The university main campus is in Ann Arbor, with two additional campuses in Dearborn and Flint.
Moody's Investors Service affirmed the university's Aaa credit on $1.5 billion of debt, which includes the new transaction. The university also carries top marks on its floating-rate portfolio, on which it provides self-liquidity, including $360 million of daily variable-rate demand bonds, $550 million of weeklies, and $150 million of existing CP.
The university benefits from its prestigious position as a top-tier academic and research institution with about 57,000 students, an undergraduate selectivity rate of 42%, and $572 million in grant research funding in fiscal 2008. The 900-bed University of Michigan Hospitals and Health Centers also stands out as the region's preeminent academic health center, giving it an edge in operating in a competitive marketplace.
The university's balance sheet remains strong with $7.7 billion of total financial resources in fiscal 2008, including $2.9 billion that was unrestricted. Total cash and investments rose by 80% between fiscal 2003 and 2008, to $9.8 billion, including an endowment of $7.6 billion.
Combined, they provided 6.5 times debt coverage. The university has suffered sharp investment losses of late, which will hurt its balance sheet and cut into the levels of endowment funds that will help cover operations, but overall, the university's fiscal position is expected to remain solid.
"Assuming a 30% decline in total cash and investments, the university would hold $6.8 billion of investments at the end of this year. Similarly, a 30% decline in expendable financial resources would lead to expendable financial resources of $4.7 billion, which would still cover operations 0.98 times," Moody's wrote.

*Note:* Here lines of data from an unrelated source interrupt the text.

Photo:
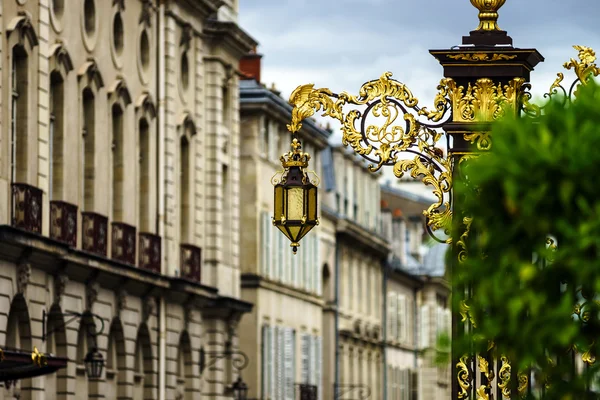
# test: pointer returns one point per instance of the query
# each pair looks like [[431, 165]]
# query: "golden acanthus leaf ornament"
[[464, 377], [387, 122]]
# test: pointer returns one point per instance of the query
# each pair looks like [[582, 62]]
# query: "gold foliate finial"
[[488, 14], [295, 157]]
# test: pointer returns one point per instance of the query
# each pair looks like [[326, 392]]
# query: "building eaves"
[[230, 34], [254, 96]]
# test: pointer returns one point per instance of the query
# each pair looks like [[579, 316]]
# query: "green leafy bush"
[[537, 304]]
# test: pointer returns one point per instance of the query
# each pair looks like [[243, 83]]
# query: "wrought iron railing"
[[94, 228], [190, 262], [149, 252], [26, 207], [305, 391], [123, 242], [63, 222]]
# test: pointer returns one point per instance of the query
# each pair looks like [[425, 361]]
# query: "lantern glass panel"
[[279, 202], [312, 203], [295, 203]]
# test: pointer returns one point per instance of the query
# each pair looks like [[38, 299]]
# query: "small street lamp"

Aside from coping with investment losses, the university's most significant challenges include the state's depressed economy and an ambitious 10-year, $5 billion capital program that includes projects being funded with proceeds of the upcoming sales, philanthropic support, and future debt that will peak at about $2 billion outstanding in 2014. Some projects are being slowed or canceled, however, as the university deals with economic strains.
Offsetting some of the concerns over the state's economic performance is the university's extensive draw nationally, with more than 50% of net tuition revenue coming from out-of-state state students. It relied on about $400 million in state aid in fiscal 2008 and $374 million in fiscal 2009.
More than 40% of operating revenues come from patient care, leaving the university exposed to health care sector risks, although the hospital system continues to operate profitably, with nearly 20% of its patients coming from outside its region.